En uno de los más célebres, el experimento En sentido antihorario (1979) —Counterclockwise, por su nombre en inglés—, invitó a un grupo de hombres de unos 70 años a pasar una semana en un retiro diseñado para parecerse a la vida de 20 años atrás, es decir, a 1959. Antes de llegar al retiro, les pidió escribir breves autobiografías como si fuera 1959, vestirse con ropa de los años 50 y, cuando el autobús fuera a recogerlos, cargar su propia maleta, algo que no habían hecho hacía tiempo. El lugar del retiro estaba decorado con objetos de época: televisión en blanco y negro, periódicos y revistas, radios y libros de 1959. Los señores tenían un encargo: no debían solo evocar recuerdos, sino sumergirse por completo en la ficción de que realmente estaban en 1959. Para ello, debían hablar de sus vidas de entonces en tiempo presente: sus hijos adultos habían vuelto a estar otra vez en la universidad, vivían con sus mujeres, y sus dolencias aún no se manifestaban. Cada día veían programas de TV, comentaban películas de la época y se reunían para discutir “eventos actuales”, como el lanzamiento del Explorer 1, el primer satélite estadounidense (1958); el avance de Fidel Castro hacia La Habana (enero de 1959), e incluso los partidos de fútbol más apasionantes de su juventud.
Langer se hizo una pregunta audaz: si logramos llevar la mente 20 años atrás, ¿podría el cuerpo hacer lo mismo?
Antes y después del retiro, los participantes se sometieron a pruebas de varios marcadores: visión, audición, fuerza de agarre, memoria, flexibilidad e, incluso, longitud de los dedos, para evaluar la artritis. ¿El resultado? En todas las medidas hubo mejoras y su edad biológica pareció disminuir: algunos mejoraron la visión, otros la audición, otros se volvieron más flexibles o más erguidos, aumentando su estatura…. Jueces independientes, que no sabían nada del experimento, compararon fotos del antes y después y afirmaron que los participantes parecían, en promedio, dos años más jóvenes al final de la semana.
Ese hallazgo demostró algo simple y poderoso: no es principalmente nuestro cuerpo lo que nos limita, sino nuestra mentalidad sobre sus límites. “Si quieres, puedes”, o “si crees, puedes”.
Estudios posteriores sobre el efecto placebo —cuando las personas mejoran su salud al tomar una sustancia sin efecto farmacológico porque creen en ella—, y su contraparte, el efecto nocebo —cuando las personas no se curan pese a recibir un tratamiento eficaz porque no confían en él— han ampliado nuestra comprensión del impacto de la mente sobre el cuerpo. También se han documentado casos en los que las personas experimentan alucinaciones solo porque creen haber ingerido un alucinógeno, aunque se les administró un placebo. Otros ejemplos incluyen personas con prediabetes que desarrollan diabetes tras ser informadas de que su nivel de glucosa está “al límite”, o pacientes que mejoran o empeoran solo en función de sus expectativas de salud.

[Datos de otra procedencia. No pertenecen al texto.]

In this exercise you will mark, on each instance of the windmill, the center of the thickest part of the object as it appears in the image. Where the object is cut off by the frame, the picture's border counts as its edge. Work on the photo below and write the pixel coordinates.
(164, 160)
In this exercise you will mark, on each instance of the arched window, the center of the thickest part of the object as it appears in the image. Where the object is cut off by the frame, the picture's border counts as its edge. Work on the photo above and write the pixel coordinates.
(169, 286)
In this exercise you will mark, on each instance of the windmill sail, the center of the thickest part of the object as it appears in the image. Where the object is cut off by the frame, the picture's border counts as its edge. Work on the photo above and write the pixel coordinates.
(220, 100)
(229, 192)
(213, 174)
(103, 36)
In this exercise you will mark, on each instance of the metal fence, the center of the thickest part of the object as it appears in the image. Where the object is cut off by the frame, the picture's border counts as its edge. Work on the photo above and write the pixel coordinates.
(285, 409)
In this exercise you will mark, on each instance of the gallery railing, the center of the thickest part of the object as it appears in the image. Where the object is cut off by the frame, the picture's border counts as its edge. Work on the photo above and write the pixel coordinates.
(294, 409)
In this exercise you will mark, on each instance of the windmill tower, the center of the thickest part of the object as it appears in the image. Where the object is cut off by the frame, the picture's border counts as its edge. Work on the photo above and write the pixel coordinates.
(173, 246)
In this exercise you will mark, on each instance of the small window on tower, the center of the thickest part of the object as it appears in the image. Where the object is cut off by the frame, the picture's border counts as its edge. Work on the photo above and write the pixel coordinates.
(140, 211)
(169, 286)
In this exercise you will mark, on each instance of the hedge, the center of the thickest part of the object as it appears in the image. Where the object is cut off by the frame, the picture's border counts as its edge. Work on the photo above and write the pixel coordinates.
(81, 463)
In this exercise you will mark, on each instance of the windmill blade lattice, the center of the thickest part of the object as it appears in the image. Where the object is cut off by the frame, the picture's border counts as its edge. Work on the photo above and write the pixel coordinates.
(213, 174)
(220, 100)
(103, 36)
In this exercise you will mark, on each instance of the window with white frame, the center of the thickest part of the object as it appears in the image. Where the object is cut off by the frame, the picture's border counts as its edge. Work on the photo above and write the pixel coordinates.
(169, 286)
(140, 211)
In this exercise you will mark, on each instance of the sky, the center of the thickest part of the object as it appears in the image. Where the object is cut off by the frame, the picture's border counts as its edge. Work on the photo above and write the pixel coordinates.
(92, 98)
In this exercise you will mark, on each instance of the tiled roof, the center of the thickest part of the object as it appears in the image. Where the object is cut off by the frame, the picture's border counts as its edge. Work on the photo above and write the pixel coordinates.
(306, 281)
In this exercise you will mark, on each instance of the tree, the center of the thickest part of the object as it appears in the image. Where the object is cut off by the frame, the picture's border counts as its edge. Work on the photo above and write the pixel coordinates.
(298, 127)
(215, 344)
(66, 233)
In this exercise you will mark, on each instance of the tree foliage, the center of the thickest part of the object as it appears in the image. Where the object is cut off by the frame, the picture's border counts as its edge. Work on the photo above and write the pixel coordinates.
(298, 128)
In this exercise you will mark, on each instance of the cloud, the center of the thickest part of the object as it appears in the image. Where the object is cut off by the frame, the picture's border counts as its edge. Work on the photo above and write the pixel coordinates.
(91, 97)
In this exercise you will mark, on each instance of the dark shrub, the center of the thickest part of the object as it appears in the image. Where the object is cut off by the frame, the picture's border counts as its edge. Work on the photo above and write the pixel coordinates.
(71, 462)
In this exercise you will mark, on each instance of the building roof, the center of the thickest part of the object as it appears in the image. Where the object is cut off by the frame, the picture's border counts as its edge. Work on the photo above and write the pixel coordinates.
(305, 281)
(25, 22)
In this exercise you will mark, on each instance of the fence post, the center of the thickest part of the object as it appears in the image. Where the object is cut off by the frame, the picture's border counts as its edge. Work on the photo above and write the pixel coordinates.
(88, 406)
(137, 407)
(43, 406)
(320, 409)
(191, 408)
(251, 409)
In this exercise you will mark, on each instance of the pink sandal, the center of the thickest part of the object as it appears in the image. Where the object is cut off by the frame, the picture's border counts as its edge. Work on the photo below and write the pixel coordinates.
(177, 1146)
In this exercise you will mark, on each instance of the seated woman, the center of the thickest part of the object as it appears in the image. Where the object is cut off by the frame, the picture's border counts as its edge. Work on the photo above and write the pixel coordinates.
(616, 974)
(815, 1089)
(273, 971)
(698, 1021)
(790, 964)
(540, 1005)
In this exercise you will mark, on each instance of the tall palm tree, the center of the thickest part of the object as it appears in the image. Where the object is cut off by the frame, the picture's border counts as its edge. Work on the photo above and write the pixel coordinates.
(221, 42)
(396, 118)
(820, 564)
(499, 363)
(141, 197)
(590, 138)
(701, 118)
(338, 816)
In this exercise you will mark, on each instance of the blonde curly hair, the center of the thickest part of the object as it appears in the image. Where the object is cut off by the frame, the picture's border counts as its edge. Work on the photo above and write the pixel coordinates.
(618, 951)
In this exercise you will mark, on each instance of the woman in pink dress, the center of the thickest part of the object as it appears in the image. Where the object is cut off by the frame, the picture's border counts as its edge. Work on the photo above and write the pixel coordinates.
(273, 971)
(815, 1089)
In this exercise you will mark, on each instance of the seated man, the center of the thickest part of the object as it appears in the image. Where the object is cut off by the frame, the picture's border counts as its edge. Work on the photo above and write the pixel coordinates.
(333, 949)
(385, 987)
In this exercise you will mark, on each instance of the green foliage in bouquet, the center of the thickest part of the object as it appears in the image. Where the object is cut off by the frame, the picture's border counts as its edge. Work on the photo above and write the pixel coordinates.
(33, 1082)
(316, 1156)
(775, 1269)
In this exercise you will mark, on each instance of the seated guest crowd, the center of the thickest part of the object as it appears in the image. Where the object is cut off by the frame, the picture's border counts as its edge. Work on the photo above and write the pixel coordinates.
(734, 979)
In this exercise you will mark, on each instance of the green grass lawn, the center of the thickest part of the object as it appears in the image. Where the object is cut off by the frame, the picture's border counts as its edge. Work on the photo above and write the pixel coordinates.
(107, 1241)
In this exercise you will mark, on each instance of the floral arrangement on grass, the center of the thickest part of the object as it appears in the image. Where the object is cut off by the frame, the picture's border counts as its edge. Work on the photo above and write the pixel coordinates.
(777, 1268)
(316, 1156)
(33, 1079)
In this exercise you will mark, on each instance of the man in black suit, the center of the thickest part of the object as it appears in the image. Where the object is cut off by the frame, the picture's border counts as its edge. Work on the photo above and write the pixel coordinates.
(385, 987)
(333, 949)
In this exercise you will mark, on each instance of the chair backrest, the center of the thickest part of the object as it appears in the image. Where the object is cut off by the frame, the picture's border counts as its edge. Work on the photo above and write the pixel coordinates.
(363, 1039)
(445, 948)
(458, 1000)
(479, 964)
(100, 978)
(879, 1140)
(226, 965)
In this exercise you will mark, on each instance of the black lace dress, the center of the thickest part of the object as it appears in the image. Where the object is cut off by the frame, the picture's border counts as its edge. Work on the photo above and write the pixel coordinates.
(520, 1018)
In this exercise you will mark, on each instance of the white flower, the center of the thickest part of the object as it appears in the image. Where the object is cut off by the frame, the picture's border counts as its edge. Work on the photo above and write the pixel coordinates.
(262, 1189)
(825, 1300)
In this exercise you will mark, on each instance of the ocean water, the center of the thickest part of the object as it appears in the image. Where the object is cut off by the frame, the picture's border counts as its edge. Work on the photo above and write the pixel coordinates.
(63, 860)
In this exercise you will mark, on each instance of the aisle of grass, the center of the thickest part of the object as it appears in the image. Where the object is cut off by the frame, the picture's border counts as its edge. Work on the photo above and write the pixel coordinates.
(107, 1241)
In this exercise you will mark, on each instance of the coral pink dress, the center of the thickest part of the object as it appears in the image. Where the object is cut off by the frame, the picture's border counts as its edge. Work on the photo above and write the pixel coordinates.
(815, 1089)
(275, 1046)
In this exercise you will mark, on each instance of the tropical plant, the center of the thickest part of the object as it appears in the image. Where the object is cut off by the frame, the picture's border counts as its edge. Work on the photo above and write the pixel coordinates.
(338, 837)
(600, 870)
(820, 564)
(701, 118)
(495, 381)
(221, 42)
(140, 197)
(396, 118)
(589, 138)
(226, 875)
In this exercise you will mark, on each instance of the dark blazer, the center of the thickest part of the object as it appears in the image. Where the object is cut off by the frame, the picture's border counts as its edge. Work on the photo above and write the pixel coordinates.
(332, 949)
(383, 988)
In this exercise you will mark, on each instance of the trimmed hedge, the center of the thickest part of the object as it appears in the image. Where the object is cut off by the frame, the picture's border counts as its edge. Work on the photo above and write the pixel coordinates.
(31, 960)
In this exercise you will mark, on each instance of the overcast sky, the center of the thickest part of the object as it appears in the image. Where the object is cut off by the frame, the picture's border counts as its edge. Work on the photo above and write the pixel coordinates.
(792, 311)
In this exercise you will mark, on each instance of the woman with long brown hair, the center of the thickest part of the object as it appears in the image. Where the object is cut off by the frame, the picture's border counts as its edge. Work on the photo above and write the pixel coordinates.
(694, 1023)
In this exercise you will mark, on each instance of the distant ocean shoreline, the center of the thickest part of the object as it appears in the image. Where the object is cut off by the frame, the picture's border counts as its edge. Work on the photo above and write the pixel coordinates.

En síntesis, nuestras creencias influyen sobre nuestro funcionamiento biológico. Si creemos que envejecemos rápido, nuestro cuerpo lo expresa. Si creemos que estamos sanando, se activan procesos corporales de reparación. Si el contexto nos etiqueta como enfermos o limitados, actuamos y sentimos conforme a esa expectativa.
En su libro más reciente, El cuerpo consciente. Una ruta hacia la salud crónica, Langer reúne casi cinco décadas de investigación y presenta conclusiones audaces: mente y cuerpo no son entidades separadas, sino manifestaciones de un proceso continuo. Su separación es una ilusión que limita nuestra salud, longevidad y potencial humano. Por eso, cambiar la manera en que pensamos o percibimos el mundo puede cambiar, literalmente, el cuerpo. Y, con ello, nuestra experiencia humana. Como ella lo expresa: “La mente no está en la cabeza; está en la forma en que participamos en el mundo.”
Desde adolescente, creo que lo intuí.